An Implicit Bias with Real Consequences

In 1998, researchers suggested that “weight-based bias,” which could lead to actual behavior like discrimination, could be found in children as young as 3 years old. That means that feelings of prejudice based on someone’s weight could be a part of anyone’s childhood. Often, people (adults and children alike) do not realize they hold these feelings. However, this implicit bias definitely impacts everyday behavior.

 

Now, nearly 20 years later, the New York Times reports that researchers at Duke University have found more evidence to suggest that “implicit weight bias” in children could be as strong as “implicit racial bias” in adults. This is startling news, since we know just how consequential any sort of racial bias continues to be. Also, the distinction of implicit weight bias being this powerful was an important point the researchers made. Dr. Asheley Skinner, lead author of the Duke University study, said that implicit weight prejudices can predict behavior more accurately than explicit ones.

 

Our prejudices and biases are shaped by a culture that promotes “ultra-slimness” and blames people for being fat. The NYTimes article suggests that parents might play a big role in shaping these implicit biases in their children, even if they certainly do not intend to.

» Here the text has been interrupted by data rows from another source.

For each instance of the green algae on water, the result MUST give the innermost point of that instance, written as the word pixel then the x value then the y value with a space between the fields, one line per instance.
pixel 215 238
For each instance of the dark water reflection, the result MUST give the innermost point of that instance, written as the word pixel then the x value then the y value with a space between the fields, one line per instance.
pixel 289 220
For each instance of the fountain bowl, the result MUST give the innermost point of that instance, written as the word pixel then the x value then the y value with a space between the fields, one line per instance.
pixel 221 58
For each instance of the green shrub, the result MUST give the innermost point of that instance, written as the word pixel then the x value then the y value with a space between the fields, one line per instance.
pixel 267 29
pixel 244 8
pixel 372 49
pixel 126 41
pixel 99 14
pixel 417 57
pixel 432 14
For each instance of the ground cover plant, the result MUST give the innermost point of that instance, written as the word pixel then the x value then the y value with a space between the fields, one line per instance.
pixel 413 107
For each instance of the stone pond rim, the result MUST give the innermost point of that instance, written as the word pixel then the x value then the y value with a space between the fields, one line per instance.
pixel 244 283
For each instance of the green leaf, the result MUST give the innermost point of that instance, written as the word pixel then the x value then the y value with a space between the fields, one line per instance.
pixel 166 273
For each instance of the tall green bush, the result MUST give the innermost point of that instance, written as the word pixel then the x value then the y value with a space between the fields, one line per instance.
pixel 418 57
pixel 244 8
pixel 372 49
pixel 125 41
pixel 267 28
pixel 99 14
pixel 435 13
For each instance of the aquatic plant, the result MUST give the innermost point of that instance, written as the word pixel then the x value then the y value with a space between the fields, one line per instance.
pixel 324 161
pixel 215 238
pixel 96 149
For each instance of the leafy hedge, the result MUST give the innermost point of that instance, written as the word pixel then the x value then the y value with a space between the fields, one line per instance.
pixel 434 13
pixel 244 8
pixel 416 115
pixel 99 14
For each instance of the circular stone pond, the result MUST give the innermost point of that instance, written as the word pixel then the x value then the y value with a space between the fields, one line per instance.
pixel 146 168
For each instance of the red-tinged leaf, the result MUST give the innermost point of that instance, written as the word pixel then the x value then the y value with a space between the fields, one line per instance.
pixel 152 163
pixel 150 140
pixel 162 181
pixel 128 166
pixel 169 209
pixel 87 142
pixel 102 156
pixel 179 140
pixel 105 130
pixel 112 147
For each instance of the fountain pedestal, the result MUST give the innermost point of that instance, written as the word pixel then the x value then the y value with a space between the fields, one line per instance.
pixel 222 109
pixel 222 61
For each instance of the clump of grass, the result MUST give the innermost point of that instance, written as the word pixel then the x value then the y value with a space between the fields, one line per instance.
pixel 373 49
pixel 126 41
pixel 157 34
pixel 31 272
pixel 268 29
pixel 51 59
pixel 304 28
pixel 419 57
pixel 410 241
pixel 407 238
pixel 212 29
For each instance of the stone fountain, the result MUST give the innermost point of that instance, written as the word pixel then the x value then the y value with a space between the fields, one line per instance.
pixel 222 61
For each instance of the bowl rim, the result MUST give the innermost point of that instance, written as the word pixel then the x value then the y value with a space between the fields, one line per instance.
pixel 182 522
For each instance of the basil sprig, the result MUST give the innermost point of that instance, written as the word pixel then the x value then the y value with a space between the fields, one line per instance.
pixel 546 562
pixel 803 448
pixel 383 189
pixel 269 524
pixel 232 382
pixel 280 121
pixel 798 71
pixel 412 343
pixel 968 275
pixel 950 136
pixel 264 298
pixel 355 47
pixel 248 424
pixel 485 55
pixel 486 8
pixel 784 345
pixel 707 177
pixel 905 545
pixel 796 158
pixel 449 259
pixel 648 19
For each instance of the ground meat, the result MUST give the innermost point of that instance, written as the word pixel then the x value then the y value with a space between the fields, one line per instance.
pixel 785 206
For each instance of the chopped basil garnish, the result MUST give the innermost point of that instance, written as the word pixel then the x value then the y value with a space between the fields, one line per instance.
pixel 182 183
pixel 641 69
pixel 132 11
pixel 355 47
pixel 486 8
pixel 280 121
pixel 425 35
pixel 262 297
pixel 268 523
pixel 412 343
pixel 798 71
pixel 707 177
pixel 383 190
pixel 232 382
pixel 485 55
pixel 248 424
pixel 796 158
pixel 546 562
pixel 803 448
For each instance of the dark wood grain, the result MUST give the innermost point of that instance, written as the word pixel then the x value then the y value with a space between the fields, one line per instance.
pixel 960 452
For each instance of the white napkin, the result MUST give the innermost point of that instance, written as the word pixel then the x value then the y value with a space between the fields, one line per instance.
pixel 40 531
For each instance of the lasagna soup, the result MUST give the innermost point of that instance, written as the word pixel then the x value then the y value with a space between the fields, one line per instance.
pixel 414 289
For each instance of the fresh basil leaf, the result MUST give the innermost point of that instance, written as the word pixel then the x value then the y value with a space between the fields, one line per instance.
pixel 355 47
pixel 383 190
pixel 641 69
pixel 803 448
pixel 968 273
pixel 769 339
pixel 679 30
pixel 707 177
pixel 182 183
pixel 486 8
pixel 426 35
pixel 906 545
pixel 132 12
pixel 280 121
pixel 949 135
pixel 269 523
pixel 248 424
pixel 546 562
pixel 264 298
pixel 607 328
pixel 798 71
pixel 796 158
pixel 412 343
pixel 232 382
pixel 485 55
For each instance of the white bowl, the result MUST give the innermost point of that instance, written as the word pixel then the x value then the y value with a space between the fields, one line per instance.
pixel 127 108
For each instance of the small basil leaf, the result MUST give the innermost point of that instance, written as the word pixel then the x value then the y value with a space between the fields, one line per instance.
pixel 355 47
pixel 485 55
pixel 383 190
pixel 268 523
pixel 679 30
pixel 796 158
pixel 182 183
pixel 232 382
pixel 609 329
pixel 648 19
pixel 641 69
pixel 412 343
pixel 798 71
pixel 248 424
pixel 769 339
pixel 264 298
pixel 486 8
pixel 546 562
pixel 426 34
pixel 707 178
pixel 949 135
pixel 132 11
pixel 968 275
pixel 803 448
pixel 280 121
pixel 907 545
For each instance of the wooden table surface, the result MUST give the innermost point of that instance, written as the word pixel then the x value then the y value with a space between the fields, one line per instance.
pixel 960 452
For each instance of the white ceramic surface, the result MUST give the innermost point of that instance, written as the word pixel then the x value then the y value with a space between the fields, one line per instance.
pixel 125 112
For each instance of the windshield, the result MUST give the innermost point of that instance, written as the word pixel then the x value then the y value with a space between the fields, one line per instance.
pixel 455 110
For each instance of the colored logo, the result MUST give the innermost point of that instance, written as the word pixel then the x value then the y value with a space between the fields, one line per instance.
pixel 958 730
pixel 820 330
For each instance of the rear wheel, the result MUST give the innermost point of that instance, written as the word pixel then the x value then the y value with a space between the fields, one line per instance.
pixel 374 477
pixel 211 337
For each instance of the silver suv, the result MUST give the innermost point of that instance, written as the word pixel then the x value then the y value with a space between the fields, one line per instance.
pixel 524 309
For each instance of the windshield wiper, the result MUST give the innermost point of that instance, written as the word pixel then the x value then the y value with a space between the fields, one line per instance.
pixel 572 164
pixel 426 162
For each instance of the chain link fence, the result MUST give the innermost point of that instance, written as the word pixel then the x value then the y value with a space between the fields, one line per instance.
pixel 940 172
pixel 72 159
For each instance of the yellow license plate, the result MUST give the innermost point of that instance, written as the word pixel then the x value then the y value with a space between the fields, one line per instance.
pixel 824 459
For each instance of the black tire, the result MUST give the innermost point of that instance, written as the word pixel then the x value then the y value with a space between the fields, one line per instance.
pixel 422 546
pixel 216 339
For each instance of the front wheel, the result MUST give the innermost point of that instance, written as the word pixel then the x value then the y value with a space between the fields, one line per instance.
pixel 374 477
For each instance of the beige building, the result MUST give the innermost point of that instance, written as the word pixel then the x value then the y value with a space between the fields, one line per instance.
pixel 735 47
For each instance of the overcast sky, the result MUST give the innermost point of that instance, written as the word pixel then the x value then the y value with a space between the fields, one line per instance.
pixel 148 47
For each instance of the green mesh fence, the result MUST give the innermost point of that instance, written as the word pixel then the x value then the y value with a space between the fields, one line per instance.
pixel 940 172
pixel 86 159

For example, parents might “comment on their own weight issues and tell their children they shouldn’t be eating certain foods or remark about how much weight they’re gaining,” according to Dr. Skinner.

 

Children who grow up hearing comments about their weight gain or weight stigma might become more self-conscious in eating, and in extreme cases, develop issues having to do with body image or eating disorders. We think of the teen years as an especially susceptible time for these developments, but bullying because of a child’s weight remains an issue that even elementary school faculty and parents should always remain vigilant of.

 

Remarks made and habits developed in childhood have a lasting effect on children’s health. However, they also impact how children internalize messages concerning weight from their peers and from the media. With this perspective, it is important to think carefully about how we talk about healthy habits and body positivity with young children and students.